The powerful senior Senator from New York State, Charles Schumer (D), has begun to revive legislation which would require China to no longer keep its currency, the yuan, artificiality low. There have been battles for years about whether China’s currency policies have hurt its trading partners. Schumer comes by his position because he believes the value of the yuan has taken away American manufacturing jobs. His actions and those of his colleagues could certainly start a trade war whether their economic theories are right or not.
Schumer’s plan resurrects one which started in the House more than a year ago. It had the support of more than 100 members. The legislation did not advance. This was partly due to a belief that the President and Treasury Department would take up the cause. This never happened entirely. China was never designated as a “currency manipulator,” a decision which could have been made at any six month interval as the Treasury sends a report on trade to Congress.

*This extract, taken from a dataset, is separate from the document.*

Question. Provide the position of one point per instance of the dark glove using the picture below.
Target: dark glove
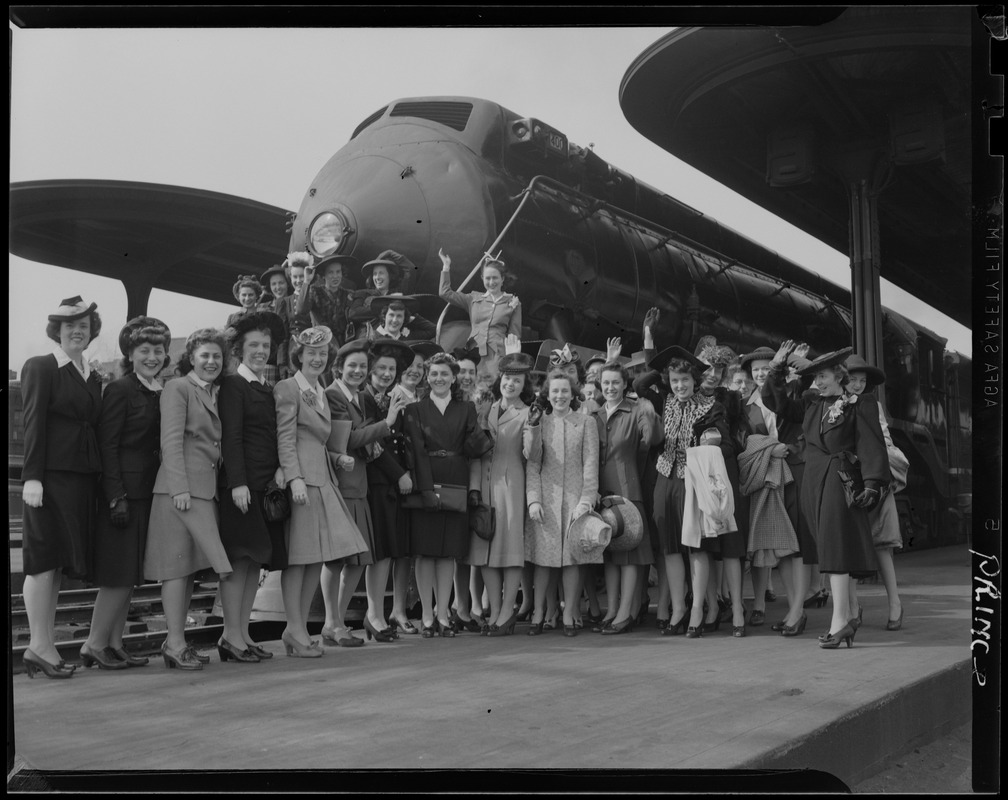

The yuan valuation issue has moved mostly off the Congressional agenda. The American economy seemed in the stages of a strong recovery late last year and early this one as the recession ended. The focus of politicians has recently moved to the deficit, the debt cap, and whether the US may default on its sovereign financial obligations.
Interest in China may return because that interest is related to the deficit, at least as many economists would argue. A China yuan policy that undermines America’s ability to have its exports be competitive in global markets and one which hurts the US manufacturing industry is one that by its nature helps drive down federal government receipts.
The fight over whether China is a currency manipulator and if the American government would start a trade war with the People’s Republic has received renewed interest. Correct or not, China’s currency policies have become integral to the budget debate. Schumer, usually a master of timing, is counting on that.